Su fallecimiento generó una profunda conmoción en el deporte argentino y llevó al equipo médico del Hospital José María Cullen, de Santa Fe, a brindar una conferencia de prensa para explicar qué ocurrió durante las últimas horas de la exboxeadora.

Qué confirmó el parte médico sobre la muerte de la Locomotora Oliveras
El director del Hospital José María Cullen, Bruno Moroni, informó que Oliveras sufrió una complicación repentina cuando transitaba su recuperación.
Según explicó, la exboxeadora presentó una embolia pulmonar masiva que provocó un cuadro de hipoxemia severa y derivó en un paro cardiorrespiratorio refractario.
El equipo de salud realizó maniobras de reanimación, pero no logró revertir la situación y el fallecimiento fue confirmado durante la tarde del 28 de julio de 2025.
Los profesionales señalaron además que, aunque en los días previos había mostrado algunos signos de respuesta neurológica, nunca recuperó completamente el estado de conciencia tras el ACV que había motivado su internación.

La despedida de una leyenda del boxeo argentino
Durante aquella conferencia, el jefe de Terapia Intensiva, Néstor Carrizo, explicó que el cuadro clínico de Oliveras era complejo desde el ingreso y que siempre existía la posibilidad de complicaciones de ese tipo, pese a que la evolución se mantenía estable.
"Todo el equipo hizo todo lo posible desde el momento en que ingresó al hospital", expresó el médico, quien también manifestó el dolor que generó la pérdida entre los profesionales que la atendieron.
La muerte de la Locomotora Oliveras marcó el final de una de las carreras más importantes del boxeo femenino argentino.
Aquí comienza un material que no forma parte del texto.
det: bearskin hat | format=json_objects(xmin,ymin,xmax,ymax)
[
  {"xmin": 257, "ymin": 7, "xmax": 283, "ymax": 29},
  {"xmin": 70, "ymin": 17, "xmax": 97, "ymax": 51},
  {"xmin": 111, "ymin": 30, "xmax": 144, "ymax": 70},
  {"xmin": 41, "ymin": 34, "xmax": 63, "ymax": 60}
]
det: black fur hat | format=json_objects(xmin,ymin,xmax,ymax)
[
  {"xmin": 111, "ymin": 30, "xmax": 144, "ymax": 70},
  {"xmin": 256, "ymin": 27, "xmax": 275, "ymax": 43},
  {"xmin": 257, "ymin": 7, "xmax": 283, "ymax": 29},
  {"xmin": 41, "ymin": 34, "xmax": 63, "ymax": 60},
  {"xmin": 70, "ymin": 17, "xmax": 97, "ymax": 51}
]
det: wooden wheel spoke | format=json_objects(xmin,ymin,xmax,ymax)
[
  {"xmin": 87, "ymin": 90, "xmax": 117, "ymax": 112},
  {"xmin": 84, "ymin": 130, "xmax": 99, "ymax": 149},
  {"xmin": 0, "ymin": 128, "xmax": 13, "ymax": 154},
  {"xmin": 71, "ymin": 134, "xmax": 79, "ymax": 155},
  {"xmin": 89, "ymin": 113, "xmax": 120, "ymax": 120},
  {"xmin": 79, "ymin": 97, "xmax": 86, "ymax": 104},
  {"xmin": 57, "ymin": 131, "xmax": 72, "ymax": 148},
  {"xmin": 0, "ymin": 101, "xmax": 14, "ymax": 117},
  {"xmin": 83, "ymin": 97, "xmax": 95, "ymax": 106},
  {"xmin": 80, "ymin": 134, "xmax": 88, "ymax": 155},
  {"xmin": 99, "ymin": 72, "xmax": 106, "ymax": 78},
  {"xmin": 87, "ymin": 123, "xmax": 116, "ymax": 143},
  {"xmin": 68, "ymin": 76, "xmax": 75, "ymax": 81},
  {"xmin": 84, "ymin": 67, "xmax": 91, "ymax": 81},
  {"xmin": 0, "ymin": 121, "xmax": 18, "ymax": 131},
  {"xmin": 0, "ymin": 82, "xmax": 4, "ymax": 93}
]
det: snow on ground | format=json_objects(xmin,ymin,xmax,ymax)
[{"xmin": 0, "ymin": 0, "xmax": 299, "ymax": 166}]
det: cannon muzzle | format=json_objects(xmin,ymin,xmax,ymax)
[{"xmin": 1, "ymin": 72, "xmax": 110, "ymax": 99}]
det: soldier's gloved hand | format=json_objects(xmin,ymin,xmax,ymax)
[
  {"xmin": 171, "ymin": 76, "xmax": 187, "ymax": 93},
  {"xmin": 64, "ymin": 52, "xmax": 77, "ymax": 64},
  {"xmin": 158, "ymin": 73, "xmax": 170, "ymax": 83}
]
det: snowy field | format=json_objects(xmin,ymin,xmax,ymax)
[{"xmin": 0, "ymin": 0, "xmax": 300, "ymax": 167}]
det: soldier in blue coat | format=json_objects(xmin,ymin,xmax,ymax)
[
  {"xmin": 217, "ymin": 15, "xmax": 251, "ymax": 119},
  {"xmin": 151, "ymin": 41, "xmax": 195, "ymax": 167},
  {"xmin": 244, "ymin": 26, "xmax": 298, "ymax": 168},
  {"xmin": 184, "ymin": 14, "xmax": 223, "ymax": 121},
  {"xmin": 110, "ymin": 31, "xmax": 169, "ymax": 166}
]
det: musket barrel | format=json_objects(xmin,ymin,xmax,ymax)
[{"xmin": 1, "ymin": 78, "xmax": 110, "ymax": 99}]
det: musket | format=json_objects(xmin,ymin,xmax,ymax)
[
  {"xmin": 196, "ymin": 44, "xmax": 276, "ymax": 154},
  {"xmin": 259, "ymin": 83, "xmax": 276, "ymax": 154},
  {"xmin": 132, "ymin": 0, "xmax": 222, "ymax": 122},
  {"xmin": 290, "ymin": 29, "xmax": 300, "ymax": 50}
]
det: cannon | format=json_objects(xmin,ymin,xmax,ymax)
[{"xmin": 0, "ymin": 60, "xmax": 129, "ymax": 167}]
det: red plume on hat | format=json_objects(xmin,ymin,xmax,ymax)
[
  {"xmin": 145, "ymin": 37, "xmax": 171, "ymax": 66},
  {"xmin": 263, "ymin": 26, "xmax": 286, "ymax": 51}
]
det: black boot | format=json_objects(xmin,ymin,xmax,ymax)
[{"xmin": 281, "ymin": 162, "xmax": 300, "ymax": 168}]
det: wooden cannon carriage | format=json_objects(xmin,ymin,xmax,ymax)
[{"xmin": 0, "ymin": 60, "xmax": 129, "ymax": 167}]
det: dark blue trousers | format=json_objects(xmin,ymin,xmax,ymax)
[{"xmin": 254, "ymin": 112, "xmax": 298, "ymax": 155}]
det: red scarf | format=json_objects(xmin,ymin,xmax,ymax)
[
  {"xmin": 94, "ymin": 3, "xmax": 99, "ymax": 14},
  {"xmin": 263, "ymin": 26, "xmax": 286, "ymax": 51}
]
A lo largo de su trayectoria conquistó seis títulos mundiales, rompió barreras para las mujeres dentro del deporte y se convirtió en un símbolo de superación por la historia de vida que construyó fuera del ring.
A un año de su fallecimiento, su legado continúa vigente tanto por sus logros deportivos como por el mensaje de resiliencia y fortaleza que transmitió durante toda su carrera.